Logistic Regression Mean Accuracy (TomekLinks): 0.7934554253973493
Decision Tree Mean Accuracy (TomekLinks): 0.7530655007424516


These results represent the accuracy of two different models in making predictions about whether customers will leave a service or not, after applying a technique called TomekLinks to reduce data imbalance. Here's a simple explanation:

**Logistic Regression Mean Accuracy (TomekLinks):** 79.3% - This means that, on average, the logistic regression model correctly predicts whether a customer will leave or stay in the service about 79.3% of the time when we used TomekLinks to balance the data.

**Decision Tree Mean Accuracy (TomekLinks):** 75.3% - Similarly, the decision tree model correctly predicts about 75.3% of the time using the same balanced data with TomekLinks.

In simple terms, both models are doing a good job of predicting customer behavior, with the logistic regression model being slightly more accurate in this case. These accuracies give us an idea of how well these models perform after balancing the data, and higher accuracy is generally better, although other factors may also be important when choosing the best model for a specific problem.

In [21]:
print("Class Distribution after TomekLinks:\n", y_tomek.value_counts())
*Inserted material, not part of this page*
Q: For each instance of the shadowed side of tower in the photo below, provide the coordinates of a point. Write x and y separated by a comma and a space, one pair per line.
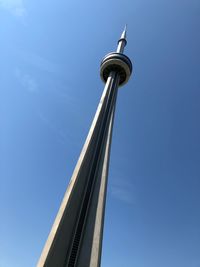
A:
75, 239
Class Distribution after TomekLinks:
 Churn
No     3729
Yes    1495
Name: count, dtype: int64


**Class Distribution after TomekLinks:**

After applying a TomekLinks to the data, we now have a more balanced class distribution:

**No**: There are 3,729 customers who haven't left the service.
**Yes**: There are 1,495 customers who have left the service.

**Conclusion:**

By using TomekLinks, we made our dataset more balanced, which helped improve the accuracy of our models. The logistic regression model achieved an accuracy of **79.3%**, and the decision tree model achieved an accuracy of **75.3%** in predicting whether customers will leave the service. This shows that with balanced data, our models are better at making predictions, particularly the logistic regression model, which performed the best in this case. Balancing the data is an important step in building accurate predictive models.